Penderitaan mendekatkan kita kepada Tuhan, penderitaan
memberitahukan kepada kita betapa kita ini lemah dan butuh bersandar kepada
Tuhan dan bukan kepada diri kita sendiri.
Pergumulan hidup yang seperti apakah yang saat ini
saudara dan saya hadapi? Bagaimana saduara dan saya hadapi pergumulan itu? Jika
selama ini kita masih mempertanyakan kemahakuasaan Allah, dan ingin Allah
segera menolong kita keluar dari pergumulan hidup kita, maka kita tidak akan
pernah menjadi dewasa secara rohani.
Marilah kita mulai membuka diri kepada Tuhan,
membiarkan Tuhan yang menelanjangi hidup rohani kita, pengetahuan dan pemahaman
kita yang terbatas. Biarkan Tuhan yang menyatakan Diri-Nya secara pribadi
kepada saudara, sehingga saudara juga dapat mengenal-Nya secara pribadi.
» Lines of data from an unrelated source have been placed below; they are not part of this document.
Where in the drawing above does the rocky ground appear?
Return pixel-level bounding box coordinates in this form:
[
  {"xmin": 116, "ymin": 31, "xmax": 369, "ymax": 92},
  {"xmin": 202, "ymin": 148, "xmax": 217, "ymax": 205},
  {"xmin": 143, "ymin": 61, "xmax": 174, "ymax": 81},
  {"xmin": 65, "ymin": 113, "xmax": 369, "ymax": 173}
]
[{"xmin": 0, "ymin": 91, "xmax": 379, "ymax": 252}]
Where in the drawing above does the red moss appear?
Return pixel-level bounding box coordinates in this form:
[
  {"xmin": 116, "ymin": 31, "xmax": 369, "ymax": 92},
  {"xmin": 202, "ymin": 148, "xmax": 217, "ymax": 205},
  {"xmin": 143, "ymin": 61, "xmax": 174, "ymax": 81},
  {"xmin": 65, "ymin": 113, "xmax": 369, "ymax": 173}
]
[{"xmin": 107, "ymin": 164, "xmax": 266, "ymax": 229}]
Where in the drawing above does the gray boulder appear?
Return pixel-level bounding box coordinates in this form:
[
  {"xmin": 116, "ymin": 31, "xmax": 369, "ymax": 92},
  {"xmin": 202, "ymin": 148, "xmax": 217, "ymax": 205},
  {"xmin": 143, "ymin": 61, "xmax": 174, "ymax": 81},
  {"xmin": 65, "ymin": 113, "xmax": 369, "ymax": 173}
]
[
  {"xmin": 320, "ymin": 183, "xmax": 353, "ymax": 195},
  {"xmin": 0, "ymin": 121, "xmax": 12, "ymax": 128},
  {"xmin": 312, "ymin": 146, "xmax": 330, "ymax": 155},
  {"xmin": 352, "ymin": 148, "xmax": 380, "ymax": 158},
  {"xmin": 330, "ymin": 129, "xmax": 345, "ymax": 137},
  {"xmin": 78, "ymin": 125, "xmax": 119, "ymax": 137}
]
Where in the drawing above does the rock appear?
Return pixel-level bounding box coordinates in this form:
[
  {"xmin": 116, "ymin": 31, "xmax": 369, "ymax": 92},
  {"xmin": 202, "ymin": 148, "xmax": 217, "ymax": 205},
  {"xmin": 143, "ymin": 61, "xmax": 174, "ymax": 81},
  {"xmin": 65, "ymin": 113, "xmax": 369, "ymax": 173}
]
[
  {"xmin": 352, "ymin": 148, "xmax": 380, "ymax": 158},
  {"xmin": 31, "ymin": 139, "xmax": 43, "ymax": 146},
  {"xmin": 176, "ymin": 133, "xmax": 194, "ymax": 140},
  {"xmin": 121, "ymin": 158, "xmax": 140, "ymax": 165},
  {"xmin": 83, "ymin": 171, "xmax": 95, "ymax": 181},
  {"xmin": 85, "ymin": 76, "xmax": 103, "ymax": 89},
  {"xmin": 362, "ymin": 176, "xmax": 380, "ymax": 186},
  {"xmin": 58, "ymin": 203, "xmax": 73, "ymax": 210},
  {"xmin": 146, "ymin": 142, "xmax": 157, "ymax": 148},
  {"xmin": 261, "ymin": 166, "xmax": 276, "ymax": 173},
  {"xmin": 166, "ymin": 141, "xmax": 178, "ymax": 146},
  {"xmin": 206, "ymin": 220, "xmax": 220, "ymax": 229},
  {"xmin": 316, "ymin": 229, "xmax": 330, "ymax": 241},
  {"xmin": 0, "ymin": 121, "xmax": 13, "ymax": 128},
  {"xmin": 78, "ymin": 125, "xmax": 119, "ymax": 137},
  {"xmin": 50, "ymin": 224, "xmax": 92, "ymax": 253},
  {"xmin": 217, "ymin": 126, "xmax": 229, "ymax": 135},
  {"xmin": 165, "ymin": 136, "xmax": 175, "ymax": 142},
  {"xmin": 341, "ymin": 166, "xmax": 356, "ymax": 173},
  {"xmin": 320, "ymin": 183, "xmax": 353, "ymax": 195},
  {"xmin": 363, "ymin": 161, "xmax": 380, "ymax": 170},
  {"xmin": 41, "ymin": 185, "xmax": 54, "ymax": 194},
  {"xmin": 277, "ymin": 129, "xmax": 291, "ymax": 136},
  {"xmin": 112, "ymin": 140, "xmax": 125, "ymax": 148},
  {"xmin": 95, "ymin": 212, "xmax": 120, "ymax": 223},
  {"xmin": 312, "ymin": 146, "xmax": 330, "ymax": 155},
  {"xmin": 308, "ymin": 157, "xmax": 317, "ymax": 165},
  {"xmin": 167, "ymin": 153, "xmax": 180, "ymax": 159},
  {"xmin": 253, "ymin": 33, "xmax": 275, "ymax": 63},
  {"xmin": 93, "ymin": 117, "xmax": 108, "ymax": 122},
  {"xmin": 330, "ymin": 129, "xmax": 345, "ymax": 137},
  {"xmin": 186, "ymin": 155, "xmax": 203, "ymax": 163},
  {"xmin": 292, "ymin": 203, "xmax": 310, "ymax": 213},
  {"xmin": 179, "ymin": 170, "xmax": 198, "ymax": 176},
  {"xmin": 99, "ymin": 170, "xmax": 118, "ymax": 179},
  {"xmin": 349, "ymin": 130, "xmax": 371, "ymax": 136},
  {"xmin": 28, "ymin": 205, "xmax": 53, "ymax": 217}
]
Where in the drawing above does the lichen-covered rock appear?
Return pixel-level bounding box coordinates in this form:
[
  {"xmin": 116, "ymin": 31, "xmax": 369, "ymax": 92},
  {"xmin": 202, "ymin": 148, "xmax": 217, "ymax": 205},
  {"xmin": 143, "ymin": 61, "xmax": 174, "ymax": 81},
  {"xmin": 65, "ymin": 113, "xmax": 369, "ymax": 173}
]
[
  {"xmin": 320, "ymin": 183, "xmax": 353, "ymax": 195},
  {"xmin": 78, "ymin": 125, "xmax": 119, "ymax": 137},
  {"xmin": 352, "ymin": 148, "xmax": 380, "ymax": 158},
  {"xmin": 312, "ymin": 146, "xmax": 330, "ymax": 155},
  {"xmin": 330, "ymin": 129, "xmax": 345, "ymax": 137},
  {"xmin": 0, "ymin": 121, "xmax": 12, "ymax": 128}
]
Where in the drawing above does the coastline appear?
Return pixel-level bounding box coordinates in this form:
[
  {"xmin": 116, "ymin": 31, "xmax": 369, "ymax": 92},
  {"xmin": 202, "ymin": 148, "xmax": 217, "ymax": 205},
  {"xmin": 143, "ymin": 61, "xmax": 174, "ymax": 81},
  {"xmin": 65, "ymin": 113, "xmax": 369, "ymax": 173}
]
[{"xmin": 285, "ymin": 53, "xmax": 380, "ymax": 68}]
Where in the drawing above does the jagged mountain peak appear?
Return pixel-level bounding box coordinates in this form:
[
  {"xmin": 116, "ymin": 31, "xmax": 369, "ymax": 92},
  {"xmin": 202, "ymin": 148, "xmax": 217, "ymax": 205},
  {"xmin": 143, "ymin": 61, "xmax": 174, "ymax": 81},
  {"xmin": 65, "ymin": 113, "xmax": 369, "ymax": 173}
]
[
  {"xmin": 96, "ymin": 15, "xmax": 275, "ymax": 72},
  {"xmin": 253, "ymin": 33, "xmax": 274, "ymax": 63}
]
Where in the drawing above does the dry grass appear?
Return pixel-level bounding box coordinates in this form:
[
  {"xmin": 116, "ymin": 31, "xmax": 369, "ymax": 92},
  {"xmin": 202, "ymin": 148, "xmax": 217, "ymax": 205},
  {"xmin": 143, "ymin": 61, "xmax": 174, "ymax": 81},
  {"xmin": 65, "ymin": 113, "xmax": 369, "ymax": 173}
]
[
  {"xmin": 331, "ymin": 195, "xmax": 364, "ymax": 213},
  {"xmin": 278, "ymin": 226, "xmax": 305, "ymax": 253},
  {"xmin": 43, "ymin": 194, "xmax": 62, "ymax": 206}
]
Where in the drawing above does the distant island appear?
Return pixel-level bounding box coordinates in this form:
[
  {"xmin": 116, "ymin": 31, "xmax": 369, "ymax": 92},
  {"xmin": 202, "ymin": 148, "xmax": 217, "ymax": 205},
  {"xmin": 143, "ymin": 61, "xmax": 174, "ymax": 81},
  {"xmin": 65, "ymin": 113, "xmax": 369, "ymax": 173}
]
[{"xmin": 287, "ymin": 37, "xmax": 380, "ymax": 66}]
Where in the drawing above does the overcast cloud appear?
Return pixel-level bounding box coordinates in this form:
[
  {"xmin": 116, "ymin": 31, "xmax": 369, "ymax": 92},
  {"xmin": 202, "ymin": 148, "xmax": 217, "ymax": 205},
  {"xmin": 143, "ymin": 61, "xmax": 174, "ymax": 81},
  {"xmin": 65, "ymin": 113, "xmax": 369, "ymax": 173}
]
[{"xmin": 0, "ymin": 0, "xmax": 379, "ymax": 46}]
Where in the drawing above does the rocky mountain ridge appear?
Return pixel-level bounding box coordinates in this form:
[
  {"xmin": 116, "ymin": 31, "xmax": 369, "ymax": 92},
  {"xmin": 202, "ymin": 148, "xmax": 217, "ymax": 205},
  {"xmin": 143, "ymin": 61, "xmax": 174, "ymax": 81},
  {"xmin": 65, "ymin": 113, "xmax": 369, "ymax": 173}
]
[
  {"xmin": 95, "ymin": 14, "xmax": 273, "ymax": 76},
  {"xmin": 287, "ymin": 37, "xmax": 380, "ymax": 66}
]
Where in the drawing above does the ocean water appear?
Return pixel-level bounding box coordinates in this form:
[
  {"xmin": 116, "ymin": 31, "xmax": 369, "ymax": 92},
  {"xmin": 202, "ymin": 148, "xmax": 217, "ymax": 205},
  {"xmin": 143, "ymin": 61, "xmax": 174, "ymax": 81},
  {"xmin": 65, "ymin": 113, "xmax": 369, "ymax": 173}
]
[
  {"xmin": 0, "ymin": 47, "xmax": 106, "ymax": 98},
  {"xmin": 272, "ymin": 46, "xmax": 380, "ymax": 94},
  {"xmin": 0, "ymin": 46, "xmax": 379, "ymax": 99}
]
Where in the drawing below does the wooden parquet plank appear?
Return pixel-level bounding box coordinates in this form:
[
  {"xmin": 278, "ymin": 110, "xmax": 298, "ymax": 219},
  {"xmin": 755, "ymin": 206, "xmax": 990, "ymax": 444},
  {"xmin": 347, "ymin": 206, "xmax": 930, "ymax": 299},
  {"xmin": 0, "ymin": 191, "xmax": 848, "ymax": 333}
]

Kejarlah
hidup rohani yang baik, maka saudara dan saya akan mampu menghadapi pergumulan
hidup dengan pertolongan dari Allah yang Mahakuasa dan tidak dapat dimengerti
oleh keterbatasan kita. Amin.
Pada akhirnya kitab Ayub mengantar kita kembali kepada
karunia Ilahi. Kitab Ayub mendorong kita agar memandang segala sesuatu dari
segi ilahi, bukan dari segi manusiawi.
Iman berarti belajar mempercayai Allah dalam
kegelapan, dalam ketidaktahuan, dalam bayang-bayang kegagagalan. Iman adalah
pemberian Tuhan kepada kita agar kita dapat menerima ketidakpastian.